A few weeks ago in Maine, a disgruntled member of a church congregation is reported to have slipped arsenic into his fellow parishioners’ post-service coffee, causing one death and lots of bad vibes. When the 23 members of the Polyphonic Spree took the Paradise stage last Saturday, the possibility of a similar incident in some alternative universe occurred to me. What if instead of arsenic it had been a more, uh, user-friendly psychedelic chemical and the target had been the church choir? The result might have been the Polyphonic Spree.
This project is the brainchild of former Tripping Daisies frontman Tim DeLaughter. Following the release of an album’s worth of Polyphonic Spree’s sunny and uplifting choral pop songs (The Beginning Stages of . . . , on Good), all of which are wrapped in an orchestral majesty that veers between evangelical grandeur and Syd Barrett–style psychedelia, DeLaughter has hit the road with his white-robed choir. The group’s live show is a twisted pop spectacle, with DeLaughter using his magnetic on-stage presence to channel equal parts Joe Cocker and David Koresh.
For its part, the Paradise stage looked like a junior-high-school music room, jammed with instruments and stage risers, as the Spree trooped out following a Renaissancy keyboard introduction. They were quickly off and running, with DeLaughter’s ardor met in waves by the choir. The music eased from soaring spirituality to swirling pop as DeLaughter, whose vocal range recalls Flaming Lips’ singer Wayne Coyne, served up continual messages of encouragement. The musicians mostly avoided stepping on one another’s notes, though with so much going on, some muddy mixing was inevitable.

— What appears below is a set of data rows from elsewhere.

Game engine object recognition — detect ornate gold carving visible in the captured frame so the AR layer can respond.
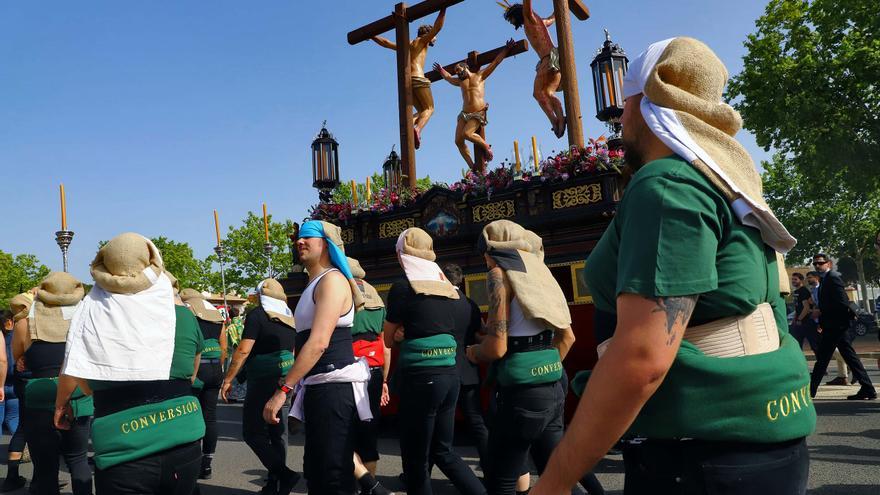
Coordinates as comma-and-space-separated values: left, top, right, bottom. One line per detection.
474, 199, 516, 223
553, 183, 602, 210
379, 218, 416, 239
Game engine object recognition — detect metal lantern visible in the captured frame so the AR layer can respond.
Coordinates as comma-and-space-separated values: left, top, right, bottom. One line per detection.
590, 29, 629, 134
382, 146, 403, 191
312, 120, 339, 203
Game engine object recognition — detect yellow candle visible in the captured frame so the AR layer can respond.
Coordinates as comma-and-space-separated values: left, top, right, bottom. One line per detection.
532, 136, 538, 172
263, 203, 269, 242
61, 184, 67, 230
214, 210, 220, 246
513, 140, 522, 173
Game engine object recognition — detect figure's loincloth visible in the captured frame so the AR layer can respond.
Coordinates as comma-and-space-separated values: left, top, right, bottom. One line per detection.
458, 105, 489, 126
535, 46, 561, 72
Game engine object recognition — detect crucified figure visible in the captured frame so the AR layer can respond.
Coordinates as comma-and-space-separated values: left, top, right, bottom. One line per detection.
504, 0, 565, 137
373, 8, 446, 149
434, 38, 514, 173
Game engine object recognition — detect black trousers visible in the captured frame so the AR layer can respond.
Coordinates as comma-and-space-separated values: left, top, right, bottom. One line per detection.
95, 440, 202, 495
25, 410, 92, 495
810, 327, 874, 396
303, 383, 360, 495
623, 438, 810, 495
241, 379, 287, 476
198, 360, 223, 454
398, 373, 486, 495
458, 384, 489, 473
354, 366, 384, 462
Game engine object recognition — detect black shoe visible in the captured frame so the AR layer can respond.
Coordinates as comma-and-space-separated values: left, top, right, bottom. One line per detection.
846, 387, 877, 400
0, 476, 27, 493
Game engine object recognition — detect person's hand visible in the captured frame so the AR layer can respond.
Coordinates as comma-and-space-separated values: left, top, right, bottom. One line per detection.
263, 390, 287, 425
379, 382, 391, 407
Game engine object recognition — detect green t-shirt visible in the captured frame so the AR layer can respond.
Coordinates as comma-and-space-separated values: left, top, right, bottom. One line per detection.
351, 308, 385, 335
585, 155, 815, 442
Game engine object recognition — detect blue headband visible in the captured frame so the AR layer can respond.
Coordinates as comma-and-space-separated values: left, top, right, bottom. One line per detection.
299, 220, 354, 280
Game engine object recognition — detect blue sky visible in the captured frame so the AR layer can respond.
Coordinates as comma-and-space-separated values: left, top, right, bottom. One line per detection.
0, 0, 767, 281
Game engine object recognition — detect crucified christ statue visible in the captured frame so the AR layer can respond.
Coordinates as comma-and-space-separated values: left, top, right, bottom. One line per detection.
434, 38, 515, 173
372, 7, 446, 149
502, 0, 565, 138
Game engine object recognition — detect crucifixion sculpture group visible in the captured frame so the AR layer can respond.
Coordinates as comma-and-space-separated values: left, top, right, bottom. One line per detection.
348, 0, 590, 187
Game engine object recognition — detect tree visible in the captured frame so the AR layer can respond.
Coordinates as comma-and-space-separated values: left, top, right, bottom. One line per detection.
0, 250, 49, 308
727, 0, 880, 191
206, 211, 293, 294
762, 153, 880, 308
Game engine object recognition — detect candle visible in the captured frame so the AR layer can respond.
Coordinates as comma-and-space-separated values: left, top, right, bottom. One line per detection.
513, 140, 522, 173
214, 210, 220, 246
61, 184, 67, 230
532, 136, 538, 172
263, 203, 269, 242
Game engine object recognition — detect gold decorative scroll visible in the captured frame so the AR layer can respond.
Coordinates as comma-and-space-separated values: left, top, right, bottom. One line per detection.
553, 183, 602, 210
474, 199, 516, 223
379, 218, 416, 239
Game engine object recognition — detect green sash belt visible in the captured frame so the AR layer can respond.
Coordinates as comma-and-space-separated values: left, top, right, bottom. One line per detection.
202, 339, 220, 359
245, 351, 293, 380
24, 376, 95, 418
630, 333, 816, 443
495, 349, 562, 387
398, 333, 457, 368
92, 395, 205, 469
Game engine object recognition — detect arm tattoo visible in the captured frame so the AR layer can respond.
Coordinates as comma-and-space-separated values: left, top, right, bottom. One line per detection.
647, 296, 698, 345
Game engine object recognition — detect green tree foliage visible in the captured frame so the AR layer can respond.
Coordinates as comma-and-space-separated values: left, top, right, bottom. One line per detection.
727, 0, 880, 191
206, 212, 293, 295
0, 250, 49, 309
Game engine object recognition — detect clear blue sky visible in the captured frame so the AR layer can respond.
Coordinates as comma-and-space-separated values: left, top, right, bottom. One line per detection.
0, 0, 767, 281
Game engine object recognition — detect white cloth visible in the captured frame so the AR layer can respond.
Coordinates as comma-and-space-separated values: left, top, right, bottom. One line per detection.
623, 38, 797, 254
288, 357, 373, 423
61, 268, 177, 381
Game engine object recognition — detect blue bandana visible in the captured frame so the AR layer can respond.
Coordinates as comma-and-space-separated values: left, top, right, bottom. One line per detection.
299, 220, 354, 280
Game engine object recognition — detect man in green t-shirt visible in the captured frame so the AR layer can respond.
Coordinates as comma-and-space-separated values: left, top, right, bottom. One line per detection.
531, 38, 816, 495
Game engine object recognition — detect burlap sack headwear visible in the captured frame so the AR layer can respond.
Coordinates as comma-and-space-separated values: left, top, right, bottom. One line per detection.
257, 278, 296, 329
624, 37, 797, 292
347, 258, 385, 309
179, 288, 226, 323
481, 220, 571, 330
91, 232, 164, 294
28, 272, 85, 343
9, 292, 34, 323
396, 227, 459, 299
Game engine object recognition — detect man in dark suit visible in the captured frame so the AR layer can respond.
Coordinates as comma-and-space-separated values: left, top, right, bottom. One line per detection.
810, 253, 877, 400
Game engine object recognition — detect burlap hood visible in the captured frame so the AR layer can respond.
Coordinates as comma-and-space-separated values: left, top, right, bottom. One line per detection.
179, 286, 226, 323
396, 227, 459, 299
480, 220, 571, 330
624, 37, 797, 292
91, 232, 164, 294
348, 258, 385, 309
28, 272, 85, 342
9, 292, 34, 323
257, 278, 296, 329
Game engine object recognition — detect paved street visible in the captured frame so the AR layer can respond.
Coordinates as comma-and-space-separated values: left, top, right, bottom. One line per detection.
2, 366, 880, 495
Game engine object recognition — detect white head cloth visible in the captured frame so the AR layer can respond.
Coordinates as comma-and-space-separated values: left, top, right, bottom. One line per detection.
61, 267, 177, 382
623, 38, 797, 253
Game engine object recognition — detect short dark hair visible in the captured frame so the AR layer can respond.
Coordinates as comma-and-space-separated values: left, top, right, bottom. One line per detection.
443, 263, 464, 287
504, 3, 525, 29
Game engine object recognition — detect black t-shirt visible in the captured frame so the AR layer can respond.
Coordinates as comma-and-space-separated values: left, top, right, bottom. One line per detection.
794, 286, 813, 319
241, 306, 296, 354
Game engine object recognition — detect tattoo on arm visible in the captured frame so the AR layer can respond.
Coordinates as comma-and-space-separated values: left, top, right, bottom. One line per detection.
647, 296, 699, 345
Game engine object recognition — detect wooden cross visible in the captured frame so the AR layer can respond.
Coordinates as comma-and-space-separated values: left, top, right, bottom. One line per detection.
348, 0, 590, 187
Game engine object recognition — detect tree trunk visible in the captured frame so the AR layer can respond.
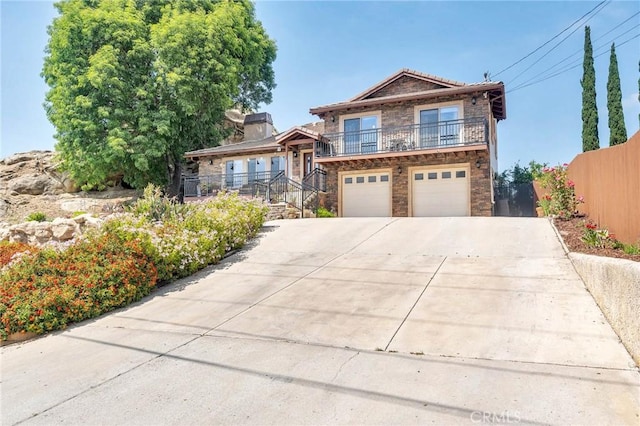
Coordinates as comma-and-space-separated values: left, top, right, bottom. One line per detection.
167, 160, 184, 202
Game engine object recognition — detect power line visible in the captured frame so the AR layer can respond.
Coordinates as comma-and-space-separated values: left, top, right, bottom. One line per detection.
507, 33, 640, 93
511, 25, 640, 91
509, 2, 610, 87
525, 12, 640, 84
494, 0, 606, 77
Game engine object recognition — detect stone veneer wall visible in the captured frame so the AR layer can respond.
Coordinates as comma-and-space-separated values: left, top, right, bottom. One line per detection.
322, 150, 493, 217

After 70 minutes and a collective theatric bow, the ensemble exited, only to return moments later for an encore. Charging into the album’s opening track, they were back at peak energy level before throwing a curve with a cover of David Bowie’s "Five Days." The horn and string sections climbed to a stirring climax as DeLaughter’s voice grew tortured. And as the Polyphonic Spree all sat, DeLaughter introduced a final piece designed, as he put it, to "give you all nice dreams" before a cascading harp solo concluded the evening.